After premiering at Sundance, "Nasty Baby" was acquired without a set release date. If it opens in 2015, the movie could be sandwiched between Wiig's part in this summer's bombastic heist comedy "Masterminds" -- the latest offering from "Napoleon Dynamite" director Jared Hess -- and a supporting role in Ridley Scott's much-anticipated "The Martian," which could factor into next year's Oscar race.

For "Welcome to Me" director Shira Piven, there was never any doubt that the same actress who gave us Target Lady and Gilly would fit firmly into Eliot Laurence's script, which Piven helped to develop. She told HuffPost she was targeting a performer who existed in a "comic space" and could stretch into dramatic characterizations, rather than the other way around -- Bill Murray in "Lost in Translation," for example. (Were she to recruit a dramatic actress who can pull off comedy, Piven said Kate Winslet would have been her first choice, citing "Eternal Sunshine of the Spotless Mind" as evidence.)

"We batted around a lot of lists of actresses, but in my mind she was really the one," Piven said of Wiig. "I love those performances from comic actors who are asked to do something really heartbreaking."

Wiig was the first to sign on, and a slew of others followed: Linda Cardellini as Alice's patient best friend; Tim Robbins as her patient therapist; James Marsden, Wes Bentley, Jennifer Jason Leigh and Joan Cusack as the patient network executives who supervise Alice's show.

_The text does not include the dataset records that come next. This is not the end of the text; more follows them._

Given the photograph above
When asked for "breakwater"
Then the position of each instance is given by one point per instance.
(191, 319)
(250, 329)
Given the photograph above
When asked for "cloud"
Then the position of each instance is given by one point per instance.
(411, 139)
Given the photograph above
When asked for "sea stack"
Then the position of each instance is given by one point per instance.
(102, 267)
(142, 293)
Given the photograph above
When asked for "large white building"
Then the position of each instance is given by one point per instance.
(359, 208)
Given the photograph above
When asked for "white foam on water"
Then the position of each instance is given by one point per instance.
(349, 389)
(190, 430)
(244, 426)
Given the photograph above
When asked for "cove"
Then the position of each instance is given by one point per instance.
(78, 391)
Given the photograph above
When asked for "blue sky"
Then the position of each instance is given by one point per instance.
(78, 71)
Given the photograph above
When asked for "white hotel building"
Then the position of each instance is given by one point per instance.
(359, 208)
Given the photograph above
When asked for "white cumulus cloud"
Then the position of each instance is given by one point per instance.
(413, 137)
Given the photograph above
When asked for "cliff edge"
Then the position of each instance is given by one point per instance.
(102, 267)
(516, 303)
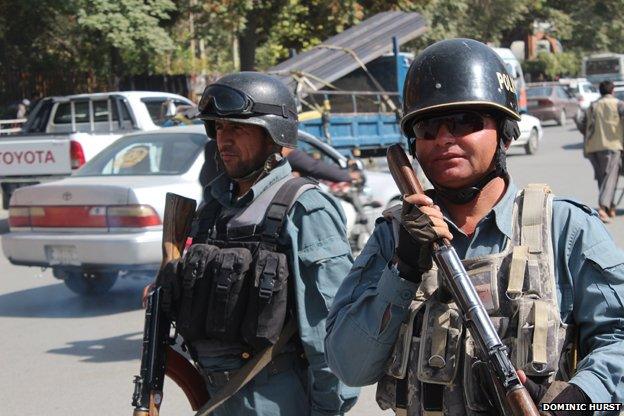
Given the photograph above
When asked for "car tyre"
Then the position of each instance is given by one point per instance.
(532, 144)
(88, 283)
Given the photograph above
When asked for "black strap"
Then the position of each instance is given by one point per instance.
(280, 205)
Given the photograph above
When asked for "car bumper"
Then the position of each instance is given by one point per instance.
(550, 113)
(131, 250)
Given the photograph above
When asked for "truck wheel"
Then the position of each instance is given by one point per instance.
(533, 143)
(87, 283)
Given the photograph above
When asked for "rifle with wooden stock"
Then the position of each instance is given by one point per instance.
(158, 358)
(491, 349)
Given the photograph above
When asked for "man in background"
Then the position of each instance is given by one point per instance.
(603, 131)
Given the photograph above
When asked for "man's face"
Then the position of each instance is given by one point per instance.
(243, 148)
(458, 160)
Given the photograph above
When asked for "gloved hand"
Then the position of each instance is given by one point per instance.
(422, 224)
(556, 392)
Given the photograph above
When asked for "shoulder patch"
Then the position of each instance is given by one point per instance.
(575, 203)
(312, 200)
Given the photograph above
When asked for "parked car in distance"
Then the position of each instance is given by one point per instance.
(105, 220)
(62, 133)
(618, 91)
(531, 134)
(582, 89)
(551, 101)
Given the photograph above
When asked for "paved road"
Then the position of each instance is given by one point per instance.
(64, 355)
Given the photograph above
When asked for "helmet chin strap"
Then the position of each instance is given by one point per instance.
(264, 168)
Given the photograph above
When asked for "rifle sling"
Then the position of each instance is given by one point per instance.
(187, 377)
(249, 370)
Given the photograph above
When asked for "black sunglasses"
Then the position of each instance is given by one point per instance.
(458, 124)
(222, 100)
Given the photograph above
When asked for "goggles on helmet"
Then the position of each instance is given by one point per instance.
(458, 124)
(222, 100)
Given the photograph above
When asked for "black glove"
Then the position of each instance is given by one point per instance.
(414, 252)
(570, 394)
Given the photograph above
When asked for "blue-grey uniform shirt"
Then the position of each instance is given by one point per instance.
(589, 270)
(320, 259)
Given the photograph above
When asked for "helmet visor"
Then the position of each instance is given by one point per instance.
(221, 100)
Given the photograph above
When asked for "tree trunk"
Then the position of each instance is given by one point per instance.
(116, 69)
(247, 43)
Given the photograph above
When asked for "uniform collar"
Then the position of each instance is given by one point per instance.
(221, 188)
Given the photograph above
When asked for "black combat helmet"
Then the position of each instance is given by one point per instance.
(462, 74)
(457, 74)
(251, 98)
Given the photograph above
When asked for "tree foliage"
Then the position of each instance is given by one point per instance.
(90, 44)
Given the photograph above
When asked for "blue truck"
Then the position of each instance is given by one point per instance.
(349, 87)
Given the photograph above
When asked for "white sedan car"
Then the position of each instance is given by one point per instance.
(531, 134)
(105, 220)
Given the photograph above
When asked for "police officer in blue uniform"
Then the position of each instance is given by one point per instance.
(548, 272)
(251, 116)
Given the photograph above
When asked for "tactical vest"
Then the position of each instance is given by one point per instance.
(434, 369)
(234, 281)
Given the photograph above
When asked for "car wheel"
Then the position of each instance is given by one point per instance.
(533, 143)
(87, 283)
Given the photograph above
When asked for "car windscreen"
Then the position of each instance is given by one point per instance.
(147, 154)
(539, 91)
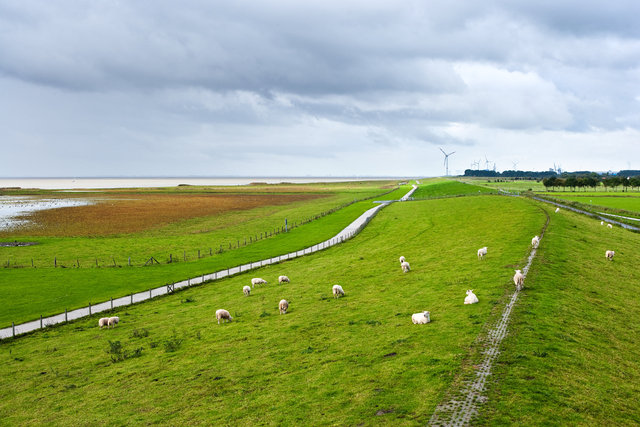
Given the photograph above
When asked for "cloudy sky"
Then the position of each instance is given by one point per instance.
(326, 88)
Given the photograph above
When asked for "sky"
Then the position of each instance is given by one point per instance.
(317, 88)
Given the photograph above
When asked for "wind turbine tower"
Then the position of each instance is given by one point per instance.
(446, 161)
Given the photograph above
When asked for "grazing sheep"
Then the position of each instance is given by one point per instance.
(421, 318)
(482, 252)
(283, 306)
(257, 281)
(518, 279)
(471, 298)
(405, 266)
(113, 321)
(535, 241)
(223, 315)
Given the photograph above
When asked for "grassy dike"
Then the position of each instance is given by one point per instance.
(26, 293)
(354, 360)
(571, 356)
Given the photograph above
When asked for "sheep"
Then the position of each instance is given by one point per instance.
(518, 279)
(482, 252)
(405, 266)
(223, 315)
(471, 298)
(535, 241)
(283, 306)
(421, 318)
(257, 281)
(113, 321)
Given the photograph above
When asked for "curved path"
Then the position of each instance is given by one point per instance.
(348, 232)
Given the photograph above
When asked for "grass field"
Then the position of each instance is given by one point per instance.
(571, 357)
(329, 362)
(26, 293)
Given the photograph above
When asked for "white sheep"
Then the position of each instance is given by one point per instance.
(405, 266)
(482, 252)
(283, 306)
(223, 315)
(257, 281)
(421, 318)
(471, 298)
(518, 279)
(535, 241)
(113, 321)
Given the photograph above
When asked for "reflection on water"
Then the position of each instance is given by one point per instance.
(16, 206)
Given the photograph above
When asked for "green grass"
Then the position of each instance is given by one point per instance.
(571, 356)
(626, 202)
(447, 189)
(326, 362)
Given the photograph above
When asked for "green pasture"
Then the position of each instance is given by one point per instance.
(571, 355)
(26, 293)
(448, 188)
(357, 360)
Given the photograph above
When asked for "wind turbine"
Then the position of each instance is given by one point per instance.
(446, 160)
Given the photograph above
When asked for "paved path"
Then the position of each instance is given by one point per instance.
(462, 403)
(351, 230)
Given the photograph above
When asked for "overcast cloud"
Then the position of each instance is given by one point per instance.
(331, 88)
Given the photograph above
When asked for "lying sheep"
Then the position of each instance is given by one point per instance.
(471, 298)
(482, 252)
(535, 241)
(257, 281)
(223, 315)
(405, 266)
(518, 279)
(283, 306)
(421, 318)
(113, 321)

Wiig acknowledges that Alice is hard to like, but because the character occupies some of the same fictional space that her "SNL" roles did, Alice's idiosyncrasies -- often tied to the demonstrative facial expressions that highlight Wiig's humor -- accentuate the character's oddities without dehumanizing her.

"Eliot wrote such a detailed description of this character that I kind of just pictured it in my head as I was reading it," she said. "It was so great just having him on set, even for little things like saying, 'I feel like when I walk maybe I should be a little stiff up top.' He was like, 'Oh yeah, show me. Yeah, that feels like her.' Because she has a mental illness, I wanted to be respectful of it and not comment on it and not make fun of her in any way, and if comedy came out of it, it was because of her just doing something funny, not because she’s sick."

There's something similar happening in "The Diary of a Teenage Girl," where Wiig is in full bad-mother mode. Unlikeable for entirely different reasons, the character still manages to ignite sympathy because Wiig's performance is full-bodied in both appearance and actions.

In keeping, this transition to deeper storytelling seems natural for someone whose more memorable "Saturday Night Live" moments seemed to inhabit her entire body, à la Dooneese and impressions of Suze Orman and Liza Minnelli. In the same way that Wiig's Oscar-nominated screenplay for "Bridesmaids" (written with Annie Mumolo) was heralded as a watershed for women in comedy, the future of Wiig's career seems destined to become one of the "SNL" roster's big-screen triumphs.

That's the mark of a prosperous "Saturday Night Live" departure: a career that draws from and dismisses its sketch-comedy roots in the same breath. Meet Kristen Wiig, burgeoning indie queen.